According to a survey of various papers, SARS-CoV-2 (the virus that causes COVID-19 disease) can remain infectious for 2 hours up to 9 days.  Also in the same paper, it notes what kills SARS-CoV-2 properly.  Isopropyl Alcohol at 70% works in 1 minute; 0.1% sodium hypochlorite  (bleach) solution also works in 1 minute.  As we noted above, we're going to make a solution a bit stouter than 0.1%, just because the measurements are easier.

The process to make the Disinfectant solution for COVID-19

To make the CDC 0.5% bleach solution you need to mix one part bleach with 9 parts water - on a small scale, that's 1 ounce bleach to 9 ounces water.  Not terribly hard, but not convenient units of measure.  Lets scale that back a bit - 1 tablespoon of bleach (0.62 oz) to 8 oz (one cup) of water. Easy, eh?  Add a single tablespoon of 5% bleach to a 1 cup measuring cup, fill with water to the 8oz line.  Pour, carefully, into your empty Tilex or 409 bottle. Shake, prime and you're good to go with a sanitizing or disinfecting spray.

In bullet form:
  1. Add 1 tablespoon bleach to a one-cup measuring cup.
  2. Add water to the 8-ounce line
  3. Pour the solution into spray bottle.
  4. Replace every day or three 

How To Video Making the Disinfectant Spray

(To see more videos, visit my Youtube Channel and subscribe)
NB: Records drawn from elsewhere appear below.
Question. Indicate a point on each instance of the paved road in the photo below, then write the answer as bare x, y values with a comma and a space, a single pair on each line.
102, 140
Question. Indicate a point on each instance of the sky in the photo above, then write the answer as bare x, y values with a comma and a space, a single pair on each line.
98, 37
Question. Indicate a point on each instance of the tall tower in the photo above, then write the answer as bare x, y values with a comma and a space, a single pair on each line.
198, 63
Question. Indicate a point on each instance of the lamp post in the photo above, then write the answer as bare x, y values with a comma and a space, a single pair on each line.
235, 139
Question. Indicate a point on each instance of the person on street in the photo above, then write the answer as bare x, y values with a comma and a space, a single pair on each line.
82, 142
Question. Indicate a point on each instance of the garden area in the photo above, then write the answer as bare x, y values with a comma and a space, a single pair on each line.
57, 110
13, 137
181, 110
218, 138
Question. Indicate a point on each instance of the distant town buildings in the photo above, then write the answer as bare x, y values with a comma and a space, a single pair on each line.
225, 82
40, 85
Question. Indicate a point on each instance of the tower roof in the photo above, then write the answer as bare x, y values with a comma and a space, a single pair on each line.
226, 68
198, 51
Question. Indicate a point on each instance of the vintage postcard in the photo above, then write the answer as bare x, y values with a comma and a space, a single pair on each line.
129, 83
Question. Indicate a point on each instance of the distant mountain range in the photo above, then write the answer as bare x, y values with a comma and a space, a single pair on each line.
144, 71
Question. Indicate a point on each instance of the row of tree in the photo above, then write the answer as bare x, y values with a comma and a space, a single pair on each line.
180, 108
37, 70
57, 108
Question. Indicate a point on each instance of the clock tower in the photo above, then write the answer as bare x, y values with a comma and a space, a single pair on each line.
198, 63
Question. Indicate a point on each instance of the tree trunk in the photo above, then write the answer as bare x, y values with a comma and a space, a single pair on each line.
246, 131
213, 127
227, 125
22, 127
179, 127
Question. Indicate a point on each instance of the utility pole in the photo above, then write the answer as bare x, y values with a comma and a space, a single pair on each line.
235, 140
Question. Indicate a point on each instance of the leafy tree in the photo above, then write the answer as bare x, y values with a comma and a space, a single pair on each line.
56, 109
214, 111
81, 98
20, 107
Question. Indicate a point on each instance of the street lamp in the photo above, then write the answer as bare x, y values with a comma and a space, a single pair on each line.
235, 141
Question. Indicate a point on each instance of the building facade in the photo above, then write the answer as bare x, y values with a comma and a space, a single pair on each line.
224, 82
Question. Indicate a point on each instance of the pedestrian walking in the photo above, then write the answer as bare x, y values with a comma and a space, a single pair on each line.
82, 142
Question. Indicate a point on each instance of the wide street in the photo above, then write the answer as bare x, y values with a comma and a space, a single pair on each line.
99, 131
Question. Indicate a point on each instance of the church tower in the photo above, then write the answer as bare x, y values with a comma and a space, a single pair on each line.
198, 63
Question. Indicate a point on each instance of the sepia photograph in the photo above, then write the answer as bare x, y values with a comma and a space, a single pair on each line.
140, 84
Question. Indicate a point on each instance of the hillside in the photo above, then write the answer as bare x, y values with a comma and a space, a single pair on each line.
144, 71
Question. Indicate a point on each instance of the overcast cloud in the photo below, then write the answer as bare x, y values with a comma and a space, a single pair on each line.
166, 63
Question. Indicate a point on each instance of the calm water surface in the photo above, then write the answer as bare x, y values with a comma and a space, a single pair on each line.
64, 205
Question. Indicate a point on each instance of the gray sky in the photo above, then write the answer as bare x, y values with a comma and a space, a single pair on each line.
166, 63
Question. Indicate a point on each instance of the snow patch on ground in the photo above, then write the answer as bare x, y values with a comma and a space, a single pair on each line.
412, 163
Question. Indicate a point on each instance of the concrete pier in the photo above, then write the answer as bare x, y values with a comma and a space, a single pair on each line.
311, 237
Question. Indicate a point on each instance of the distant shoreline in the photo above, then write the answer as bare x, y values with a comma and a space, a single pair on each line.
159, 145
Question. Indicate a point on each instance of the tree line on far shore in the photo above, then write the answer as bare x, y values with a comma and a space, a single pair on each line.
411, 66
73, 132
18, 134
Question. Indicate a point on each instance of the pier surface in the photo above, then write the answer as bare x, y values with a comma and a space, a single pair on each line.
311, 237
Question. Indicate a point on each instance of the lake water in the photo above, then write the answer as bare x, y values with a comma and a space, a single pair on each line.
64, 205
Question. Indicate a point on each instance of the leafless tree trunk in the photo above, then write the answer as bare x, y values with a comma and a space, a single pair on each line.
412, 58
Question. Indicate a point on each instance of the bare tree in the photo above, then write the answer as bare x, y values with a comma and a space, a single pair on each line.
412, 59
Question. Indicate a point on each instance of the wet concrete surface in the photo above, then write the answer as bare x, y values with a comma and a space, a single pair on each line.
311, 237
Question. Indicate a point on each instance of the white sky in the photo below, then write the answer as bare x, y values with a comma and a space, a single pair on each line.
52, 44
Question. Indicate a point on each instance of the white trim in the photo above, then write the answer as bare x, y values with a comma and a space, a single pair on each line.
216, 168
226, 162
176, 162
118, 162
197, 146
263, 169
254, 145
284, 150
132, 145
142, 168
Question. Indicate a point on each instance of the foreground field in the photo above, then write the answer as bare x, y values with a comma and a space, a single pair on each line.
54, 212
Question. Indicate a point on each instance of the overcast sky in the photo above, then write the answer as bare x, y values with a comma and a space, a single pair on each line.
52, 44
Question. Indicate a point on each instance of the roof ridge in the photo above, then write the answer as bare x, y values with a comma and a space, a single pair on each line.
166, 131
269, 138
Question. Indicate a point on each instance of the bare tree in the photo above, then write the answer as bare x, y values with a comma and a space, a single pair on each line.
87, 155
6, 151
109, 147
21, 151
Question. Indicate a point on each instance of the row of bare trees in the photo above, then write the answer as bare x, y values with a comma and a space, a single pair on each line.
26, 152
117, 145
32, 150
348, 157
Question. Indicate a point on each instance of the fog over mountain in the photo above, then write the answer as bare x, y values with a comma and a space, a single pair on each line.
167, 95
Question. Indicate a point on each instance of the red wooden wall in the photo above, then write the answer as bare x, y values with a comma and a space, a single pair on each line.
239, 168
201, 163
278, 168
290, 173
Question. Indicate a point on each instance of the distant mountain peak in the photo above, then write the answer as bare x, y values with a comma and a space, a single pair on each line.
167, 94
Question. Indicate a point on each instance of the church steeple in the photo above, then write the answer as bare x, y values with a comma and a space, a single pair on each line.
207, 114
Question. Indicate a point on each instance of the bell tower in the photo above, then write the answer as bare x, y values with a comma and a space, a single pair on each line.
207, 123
  1. ObDisclaimer - I am not a medical, health, or chemical professional.  Take this advice as a friendly suggestion, not a prescription for action.
  2. Health and Safety: You're working with bleach.  It burns skin and eyes.  And ruins clothes.  Use some common sense - eye protection, gloves, don't wear your best concert T-Shirt while you're making this.
  3. The final product is still bleach.  Do not spray on anything that will fade (clothing) or be damaged by bleach.  Do not spray on people, and keep it out of your eyes, mouth, ears and other body parts.  It burns.  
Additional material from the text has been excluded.